One of the challenges of bringing high-tech grocery tools into stores can be getting customers on board to use them. How are Instacart and Save Mart going about changing consumer shopping habits?
Pattison: For us, it’s just making sure that our shoppers know that this type of toolset is available to them. One of the things that is really exciting for us is that we are in a pretty digitally-engaged market. Being in Northern California, there are also a lot of other retailers out there that all have pretty robust digital footprints. Honestly, oftentimes our customers want more sophistication than we can provide because they’re used to that in all aspects of their lives.
McIntosh: When I talk to customers and ask them ‘What are the top things you love about the cart,’ everything from the screen is in the top three list of reasons. So, that’s what we’ve been focused on: leveraging the screen that’s in front of customers – whether that’s syncing it with the loyalty program, building shopping lists or maximizing the scale of our ads business to bring personalized ads to customers on the screen.
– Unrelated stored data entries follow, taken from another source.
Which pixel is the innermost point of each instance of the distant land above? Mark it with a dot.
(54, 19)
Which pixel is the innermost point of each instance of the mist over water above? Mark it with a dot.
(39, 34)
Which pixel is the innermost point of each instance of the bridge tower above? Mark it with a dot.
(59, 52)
Although digital grocery shopping surged during the pandemic and is expected to grow further, data shows most people still head to their local supermarket when they want to shop. How is that trend factored into Instacart’s corporate strategy?
McIntosh: We see a lot of people doing both at the same time. They’re sometimes ordering online or sometimes going into the store. That’s why the strategy really focuses on unifying these two modes and really making them two sides of the same coin.